30 December 2008

overhead, without any fuss, the stars were going out


  • Arthur C. Clarke wrote, in addition to many books, stories & such, 2001: A Space Odyssey (along w/ Kubrick). Apparently very unhappy with how it all turned out, poor Art. I myself have not yet seen it; holding out until I can see it on the big screen.

  • Charlton Heston. Had he not starred in one of the best films of all time I might not have such a tender spot for the ol' curmudgeon (Michael Moore's melodramatic exploitation of the early-Alzheimer's era Chuck likely contributed to the smooshiness).

  • Albert Hoffman. What my teenage years would have been like without the work of this man, I can't say. Died a centenarian. Believed that natural scientists could not avoid becoming mystics. Worked in cycle after cycle with ergot fungus, one compound resulting in methergine, an effective treatment for puerperal hemorrhage. The 25th compound was lysergic acid diethylamide. [Interestingly, during my own puerperal strife I had a healthy injection of methergine that resulted in reminiscent physical sensations, sans psychedelia. Now *that* was trippy.]

  • David Foster Wallace. No, I have not read Infinite Jest, and I'm not sure I'll ever read it in its entirety. But I appreciate that he did nearly everything, including writing, including tennis, and hanging himself (though this is the work I would have preferred he leave off in favor of writing another article for Gourmet about lobster season). Though I will never, ever appreciate the endless "brightest stars are always horribly tormented" eulogistic ranting all over the internet.

  • Martha. I miss her.

24 December 2008

barf on xmas eve

  • Discussing forming a sibling book club; Brother suggests Vonnegut. I say 'Vonnegut makes me barf', and continue with the ways in which Vonnegut makes me barf, until Brother misunderstands and thinks my discourse includes the phrase 'insolent barf'. Someone else contributes 'insouciant barf'. Ultimately decide on a Cormac McCarthy novel. More on that, later.

  • After the discussion including insouciant barf, the topic turns to food, and Father invokes The Beets and The Peas. Reminiscent of last year's culinary challenge of creating a dish using mushrooms and grapefruit, Brother presents another culinary challenge using the aforementioned barforifics. More on that, later.

  • I suggest to Manfriend we make a pleasure trip to Costco: Interesting exercise in patience, people watching, and manipulating the emotional states of shoppers by making unexpected eye contact with strategic facial expressions ensuing.
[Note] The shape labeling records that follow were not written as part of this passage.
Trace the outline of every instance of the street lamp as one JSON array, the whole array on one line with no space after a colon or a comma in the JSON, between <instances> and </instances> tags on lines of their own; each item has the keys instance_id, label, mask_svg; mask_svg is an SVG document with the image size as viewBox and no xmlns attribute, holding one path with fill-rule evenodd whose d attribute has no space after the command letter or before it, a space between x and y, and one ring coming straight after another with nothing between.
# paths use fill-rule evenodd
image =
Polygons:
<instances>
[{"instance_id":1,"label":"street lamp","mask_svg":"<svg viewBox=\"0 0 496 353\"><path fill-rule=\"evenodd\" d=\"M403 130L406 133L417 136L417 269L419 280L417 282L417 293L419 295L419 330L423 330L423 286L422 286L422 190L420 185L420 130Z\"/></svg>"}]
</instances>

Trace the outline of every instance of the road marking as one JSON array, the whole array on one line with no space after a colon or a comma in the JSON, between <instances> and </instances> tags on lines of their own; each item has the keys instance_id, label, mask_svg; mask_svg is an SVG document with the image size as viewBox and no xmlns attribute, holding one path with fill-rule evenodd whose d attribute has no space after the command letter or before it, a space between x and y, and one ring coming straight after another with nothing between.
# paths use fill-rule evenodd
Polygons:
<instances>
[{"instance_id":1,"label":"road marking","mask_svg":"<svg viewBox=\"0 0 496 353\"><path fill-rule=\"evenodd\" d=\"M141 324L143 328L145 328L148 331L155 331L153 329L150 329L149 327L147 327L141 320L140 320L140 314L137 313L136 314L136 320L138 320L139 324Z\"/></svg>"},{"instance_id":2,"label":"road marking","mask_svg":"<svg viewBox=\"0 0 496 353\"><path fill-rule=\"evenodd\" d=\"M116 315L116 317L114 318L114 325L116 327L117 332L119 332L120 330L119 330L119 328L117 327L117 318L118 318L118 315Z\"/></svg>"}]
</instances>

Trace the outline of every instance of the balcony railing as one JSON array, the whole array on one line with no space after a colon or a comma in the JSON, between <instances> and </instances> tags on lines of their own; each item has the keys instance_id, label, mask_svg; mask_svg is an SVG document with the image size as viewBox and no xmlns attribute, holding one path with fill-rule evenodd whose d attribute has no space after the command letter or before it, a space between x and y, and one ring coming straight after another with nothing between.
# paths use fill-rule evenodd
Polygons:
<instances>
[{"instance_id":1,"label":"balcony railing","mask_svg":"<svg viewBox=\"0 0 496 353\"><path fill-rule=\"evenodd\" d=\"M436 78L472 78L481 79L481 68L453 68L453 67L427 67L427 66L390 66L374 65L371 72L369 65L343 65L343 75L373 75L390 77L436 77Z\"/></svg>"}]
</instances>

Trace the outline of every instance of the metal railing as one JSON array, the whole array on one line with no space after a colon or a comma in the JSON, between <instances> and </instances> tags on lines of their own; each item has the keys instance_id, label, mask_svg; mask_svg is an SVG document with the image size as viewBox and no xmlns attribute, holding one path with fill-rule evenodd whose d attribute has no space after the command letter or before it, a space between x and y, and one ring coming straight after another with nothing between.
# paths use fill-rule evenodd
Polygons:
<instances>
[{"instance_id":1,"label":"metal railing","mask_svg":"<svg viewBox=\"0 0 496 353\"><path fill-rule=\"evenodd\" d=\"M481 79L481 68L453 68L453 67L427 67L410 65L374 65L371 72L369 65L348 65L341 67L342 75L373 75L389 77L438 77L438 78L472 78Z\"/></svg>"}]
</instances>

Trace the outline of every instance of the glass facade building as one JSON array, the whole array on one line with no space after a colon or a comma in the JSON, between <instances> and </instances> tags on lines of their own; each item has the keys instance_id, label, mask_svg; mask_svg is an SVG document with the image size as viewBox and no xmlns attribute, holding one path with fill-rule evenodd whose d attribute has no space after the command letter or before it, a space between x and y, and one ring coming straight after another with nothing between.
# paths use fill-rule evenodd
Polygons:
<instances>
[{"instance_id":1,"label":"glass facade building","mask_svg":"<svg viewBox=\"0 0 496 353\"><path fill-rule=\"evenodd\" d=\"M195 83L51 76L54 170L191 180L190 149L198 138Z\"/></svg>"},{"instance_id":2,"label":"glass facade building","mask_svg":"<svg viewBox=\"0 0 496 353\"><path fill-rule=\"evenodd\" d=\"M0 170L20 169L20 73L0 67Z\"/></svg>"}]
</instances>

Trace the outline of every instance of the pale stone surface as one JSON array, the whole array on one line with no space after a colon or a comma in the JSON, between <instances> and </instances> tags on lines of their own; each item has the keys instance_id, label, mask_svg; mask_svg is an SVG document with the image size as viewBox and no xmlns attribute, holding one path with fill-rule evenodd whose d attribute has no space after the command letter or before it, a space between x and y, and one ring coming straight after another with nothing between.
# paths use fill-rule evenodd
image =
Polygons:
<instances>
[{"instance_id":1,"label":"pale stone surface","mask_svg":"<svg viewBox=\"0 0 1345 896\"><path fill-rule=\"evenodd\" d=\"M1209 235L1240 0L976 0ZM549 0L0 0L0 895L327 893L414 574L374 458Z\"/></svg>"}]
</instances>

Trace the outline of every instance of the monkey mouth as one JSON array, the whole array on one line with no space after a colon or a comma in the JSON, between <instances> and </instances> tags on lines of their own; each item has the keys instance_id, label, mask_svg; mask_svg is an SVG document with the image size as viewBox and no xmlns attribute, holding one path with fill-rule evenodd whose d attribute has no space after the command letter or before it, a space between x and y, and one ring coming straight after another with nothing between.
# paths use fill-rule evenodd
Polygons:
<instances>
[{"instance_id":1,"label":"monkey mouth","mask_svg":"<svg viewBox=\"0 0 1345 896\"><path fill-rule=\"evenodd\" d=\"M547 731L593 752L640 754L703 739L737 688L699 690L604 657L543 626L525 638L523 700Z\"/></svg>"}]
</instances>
Plus there's all the stuff to look at. Purchase a large quantity of toilet paper. Manfriend is more animated with the shopping cart than expected, but no one is insulted. The scrapbook supply aisle reeks of a recent barfing. All in all a pleasant excursion.

  • Withered Leg Reunion. Decide that some songs could be comprised of the title sung over and over and over, with generous refrains of "Oh Lord!" To make this topical, we should definitely do a number about barfing. And The Lord.